Depois de retemperadas as forças com uma das (muitíssimas) iguarias típicas da Beira Baixa e de uma noite de descanso (veja as possibilidades aqui), é tempo de não perder tempo. Siga para a simplesmente incrível aldeia histórica de Monsanto, em Idanha-a-Nova. Há de ter ouvido falar dela recentemente: a prequela da nova temporada da famosa série "Guerra dos Tronos" poderá ser gravada aqui.

Perceberá bem o porquê da (alegada) escolha, quando serpentear pelas estreitas ruas de Monsanto. Tudo ali remete para tempos de antanho. Tudo ali impressiona. José Saramago impressionou-se: "De pedras julgava o viajante ter visto tudo. Não o diga quem nunca veio a Monsanto", lê-se nas paredes de um café da aldeia. É a mais pura das verdades. Tudo em Monsanto é feito de pedregulhos e rochedos com colossais dimensões. A dada altura, verá como esta pergunta se impõe: foram as casas que nasceram no meio das fragas, ou as fragas que nasceram no meio das casas?

Fernando Namora, o escritor que aqui exerceu medicina durante dois anos, carimbou-a assim: "a nave de pedra". A dimensão dos penedos é tal que chega a ser estranha, Mas depressa se entranha. Na verdade, há trilhos que não permitem inversão de marcha, porque estamos sempre à espera de encontrar algo ainda mais soberbo do que o já visto.
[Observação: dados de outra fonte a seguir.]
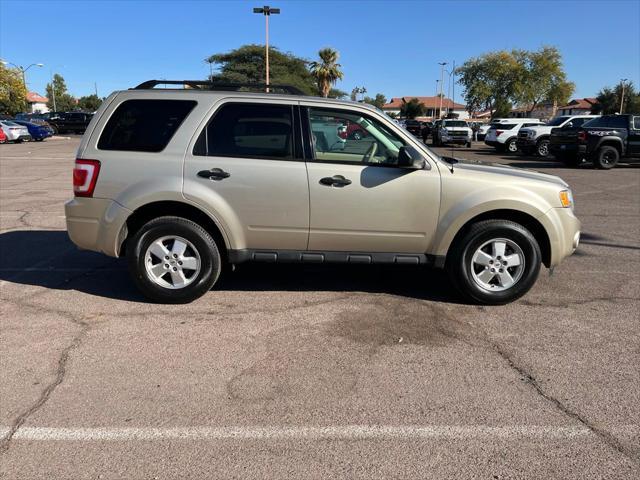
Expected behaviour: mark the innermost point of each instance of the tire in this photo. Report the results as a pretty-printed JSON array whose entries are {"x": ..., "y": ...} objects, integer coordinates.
[
  {"x": 467, "y": 274},
  {"x": 607, "y": 157},
  {"x": 200, "y": 249},
  {"x": 542, "y": 148}
]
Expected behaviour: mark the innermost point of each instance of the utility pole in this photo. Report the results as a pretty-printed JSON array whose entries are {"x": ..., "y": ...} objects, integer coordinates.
[
  {"x": 623, "y": 81},
  {"x": 442, "y": 64},
  {"x": 267, "y": 11}
]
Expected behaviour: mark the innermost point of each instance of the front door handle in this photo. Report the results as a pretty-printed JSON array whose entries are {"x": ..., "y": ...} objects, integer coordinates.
[
  {"x": 214, "y": 174},
  {"x": 335, "y": 181}
]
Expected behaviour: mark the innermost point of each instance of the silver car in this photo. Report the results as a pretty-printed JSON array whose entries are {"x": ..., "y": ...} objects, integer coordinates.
[{"x": 183, "y": 181}]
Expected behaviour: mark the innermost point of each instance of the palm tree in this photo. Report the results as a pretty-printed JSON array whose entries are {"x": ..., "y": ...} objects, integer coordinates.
[{"x": 327, "y": 72}]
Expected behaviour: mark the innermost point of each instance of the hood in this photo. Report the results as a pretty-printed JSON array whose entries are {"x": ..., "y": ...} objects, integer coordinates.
[{"x": 498, "y": 169}]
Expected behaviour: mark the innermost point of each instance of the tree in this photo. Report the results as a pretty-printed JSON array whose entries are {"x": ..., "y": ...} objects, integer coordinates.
[
  {"x": 63, "y": 101},
  {"x": 541, "y": 78},
  {"x": 326, "y": 72},
  {"x": 412, "y": 109},
  {"x": 378, "y": 101},
  {"x": 13, "y": 95},
  {"x": 609, "y": 100},
  {"x": 496, "y": 79},
  {"x": 247, "y": 65},
  {"x": 89, "y": 103},
  {"x": 489, "y": 80},
  {"x": 337, "y": 93}
]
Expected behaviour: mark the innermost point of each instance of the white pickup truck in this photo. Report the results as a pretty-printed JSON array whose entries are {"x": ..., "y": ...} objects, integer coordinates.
[
  {"x": 453, "y": 131},
  {"x": 536, "y": 139}
]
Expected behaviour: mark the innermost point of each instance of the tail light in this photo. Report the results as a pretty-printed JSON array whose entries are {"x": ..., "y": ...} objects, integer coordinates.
[{"x": 85, "y": 175}]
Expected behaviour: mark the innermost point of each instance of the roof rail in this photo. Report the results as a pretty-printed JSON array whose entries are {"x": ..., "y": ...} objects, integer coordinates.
[{"x": 208, "y": 85}]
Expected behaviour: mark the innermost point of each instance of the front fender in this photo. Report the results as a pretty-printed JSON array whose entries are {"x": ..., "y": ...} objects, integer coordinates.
[{"x": 455, "y": 216}]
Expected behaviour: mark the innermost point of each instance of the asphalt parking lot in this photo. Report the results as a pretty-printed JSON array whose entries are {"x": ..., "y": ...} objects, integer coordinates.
[{"x": 315, "y": 372}]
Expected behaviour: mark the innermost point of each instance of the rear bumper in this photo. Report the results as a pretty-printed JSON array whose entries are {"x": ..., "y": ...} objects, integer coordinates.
[{"x": 96, "y": 224}]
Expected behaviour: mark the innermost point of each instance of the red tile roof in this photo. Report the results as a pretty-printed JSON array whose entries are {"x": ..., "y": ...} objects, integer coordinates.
[
  {"x": 33, "y": 97},
  {"x": 429, "y": 102}
]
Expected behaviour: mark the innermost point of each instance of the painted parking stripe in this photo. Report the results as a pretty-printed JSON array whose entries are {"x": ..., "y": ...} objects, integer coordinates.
[{"x": 349, "y": 432}]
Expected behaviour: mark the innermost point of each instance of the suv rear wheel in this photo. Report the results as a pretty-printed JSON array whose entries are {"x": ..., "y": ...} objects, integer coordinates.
[
  {"x": 495, "y": 262},
  {"x": 173, "y": 260},
  {"x": 542, "y": 148},
  {"x": 607, "y": 157}
]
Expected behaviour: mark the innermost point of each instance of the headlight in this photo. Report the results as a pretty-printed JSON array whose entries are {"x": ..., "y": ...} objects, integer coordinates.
[{"x": 566, "y": 199}]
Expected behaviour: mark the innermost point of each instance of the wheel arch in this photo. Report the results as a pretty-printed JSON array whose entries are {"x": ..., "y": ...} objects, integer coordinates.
[
  {"x": 152, "y": 210},
  {"x": 525, "y": 219}
]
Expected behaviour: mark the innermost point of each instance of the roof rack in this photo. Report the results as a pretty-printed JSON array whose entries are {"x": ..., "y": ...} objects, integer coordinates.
[{"x": 233, "y": 87}]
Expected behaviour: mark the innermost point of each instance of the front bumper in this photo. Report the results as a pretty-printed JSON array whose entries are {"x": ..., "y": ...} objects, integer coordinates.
[
  {"x": 525, "y": 143},
  {"x": 564, "y": 233},
  {"x": 96, "y": 224}
]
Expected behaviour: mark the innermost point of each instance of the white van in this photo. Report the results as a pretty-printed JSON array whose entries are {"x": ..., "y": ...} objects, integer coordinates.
[{"x": 503, "y": 133}]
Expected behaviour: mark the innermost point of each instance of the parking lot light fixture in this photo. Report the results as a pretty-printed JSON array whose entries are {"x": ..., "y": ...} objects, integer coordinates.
[{"x": 267, "y": 11}]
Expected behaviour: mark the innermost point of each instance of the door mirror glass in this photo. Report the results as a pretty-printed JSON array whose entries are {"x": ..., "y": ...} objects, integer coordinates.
[{"x": 409, "y": 157}]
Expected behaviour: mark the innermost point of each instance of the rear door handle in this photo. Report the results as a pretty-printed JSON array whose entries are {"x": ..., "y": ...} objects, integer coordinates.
[
  {"x": 335, "y": 181},
  {"x": 214, "y": 174}
]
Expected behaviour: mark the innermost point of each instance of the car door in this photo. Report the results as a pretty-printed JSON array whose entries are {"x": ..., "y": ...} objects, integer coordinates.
[
  {"x": 360, "y": 201},
  {"x": 634, "y": 136},
  {"x": 246, "y": 167}
]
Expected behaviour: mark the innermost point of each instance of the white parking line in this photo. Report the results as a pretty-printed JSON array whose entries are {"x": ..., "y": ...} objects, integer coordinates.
[{"x": 349, "y": 432}]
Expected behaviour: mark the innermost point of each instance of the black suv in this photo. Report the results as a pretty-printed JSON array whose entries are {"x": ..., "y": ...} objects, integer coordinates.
[
  {"x": 605, "y": 140},
  {"x": 73, "y": 122}
]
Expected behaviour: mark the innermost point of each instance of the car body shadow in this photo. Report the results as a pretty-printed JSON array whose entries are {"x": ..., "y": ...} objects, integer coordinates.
[{"x": 48, "y": 259}]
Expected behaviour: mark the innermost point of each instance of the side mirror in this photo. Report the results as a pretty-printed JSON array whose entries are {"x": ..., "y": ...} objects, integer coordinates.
[{"x": 409, "y": 157}]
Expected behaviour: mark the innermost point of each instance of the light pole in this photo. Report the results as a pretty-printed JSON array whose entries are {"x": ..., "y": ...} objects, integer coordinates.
[
  {"x": 442, "y": 64},
  {"x": 267, "y": 11},
  {"x": 24, "y": 77},
  {"x": 623, "y": 81}
]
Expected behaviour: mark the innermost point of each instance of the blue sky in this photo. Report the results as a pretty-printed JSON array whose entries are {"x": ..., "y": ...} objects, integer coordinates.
[{"x": 391, "y": 47}]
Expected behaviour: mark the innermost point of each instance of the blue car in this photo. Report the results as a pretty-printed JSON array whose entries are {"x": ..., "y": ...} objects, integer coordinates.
[{"x": 37, "y": 132}]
Não apetece sair daqui, até conhecer todos os cantos e recantos da aldeia. Saia, contudo, porque à sua espera está outro portento.

Um oásis no rochedo

Penha Garcia, em Idanha-a-Nova, é outro dos múltiplos lugares da Beira Baixa em que a prequela da "Guerra dos Tronos" poderia ser gravada sem dificuldade.
O Castelo, empoleirado em cima da Penha, é prova da posição privilegiada deste lugar, onde se fixou um povoado neolític0, mais tarde transformado em castro lusitano e posteriormente numa povoação romana. O rio Pônsul foi chamariz para quem no seu leito procurou ouro. De tudo há vestígios, mas o que mais impressiona são os imponentes fraguedos e a descida até aos moinhos impecavelmente guardados pelo senhor Domingos. Aí chegado, procure os icnofósseis, marcas cravadas na rocha com 480 milhões de anos, e, de seguida, mergulhe num oásis que nasceu entre os rochedos: a Zona de Lazer do Pêgo.

Cansado? Descanse, antes de voltar a casa. Rume à Zona de Lazer de Benquerença (Penamacor), para se espantar uma última vez (antes de regressar à Beira Baixa, claro está). Espaçosa e infraestruturada, carregada de árvores e sombras, com um gigante relvado e impecavelmente cuidada, intrinsecamente ligada à natureza que a rodeia. A água, essa, só pede mergulhos.

Ah, sim: se quiser fazer BTT, birdwatching, parapente e outras atividades que puxam pelo coração, esteja à vontade. Basta procurar aqui.

Boa viagem de regresso a casa. E volte sempre.